Electrical stimulation for pain reduction in hard-to-heal wound healing
Research output: Contribution to journal › Review article › peer-review
Colleges, School and Institutes
- Northumbria Healthcare NHS Foundation Trust
- JMS Medical Writing Services Ltd
- Robin Martin PhD Scientific Consulting
Objective: Despite treatment advances over the past 30 years, the societal impact of hard-to-heal wounds is increasingly burdensome. An unresolved issue is wound pain, which can make many treatments, such as compression in venous leg ulcers, intolerable.
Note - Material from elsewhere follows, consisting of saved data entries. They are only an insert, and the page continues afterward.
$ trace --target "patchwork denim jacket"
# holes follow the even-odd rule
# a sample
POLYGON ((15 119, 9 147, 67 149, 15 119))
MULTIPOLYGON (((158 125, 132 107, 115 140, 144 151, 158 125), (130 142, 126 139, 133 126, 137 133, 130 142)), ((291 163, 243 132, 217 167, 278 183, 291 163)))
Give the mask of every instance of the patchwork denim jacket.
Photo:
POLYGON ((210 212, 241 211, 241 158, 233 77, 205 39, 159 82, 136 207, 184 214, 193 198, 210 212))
The aim of this review is to present the evidence and stimulate thinking on the use of electrical stimulation devices as a treatment technology with the potential to reduce pain, improve adherence and thus hard-to-heal wound outcomes.
Method: A literature search was conducted for clinical studies up to August 2020 reporting the effects of electrical stimulation devices on wound pain. Devices evoking neuromuscular contraction or direct spinal cord stimulation were excluded.
Results: A total of seven publications (three non-comparative and four randomised trials) were identified with four studies reporting a rapid (within 14 days) reduction in hard-to-heal wound pain. Electrical stimulation is more widely known for accelerated healing and is one of the most evidence-based technologies in wound management, supported by numerous in vitro molecular studies, five meta analyses, six systematic reviews and 30 randomised controlled trials (RCTs). Despite this wealth of supportive evidence, electrical stimulation has not yet been adopted into everyday practice. Some features of electrical stimulation devices may have hampered adoption in the past.
Conclusion: As new, pocket-sized, portable devices allowing convenient patient treatment and better patient adherence become more widely available and studied in larger RCTs, the evidence to date suggests that electrical stimulation should be considered part of the treatment options to address the challenges of managing and treating painful hard-to-heal wounds.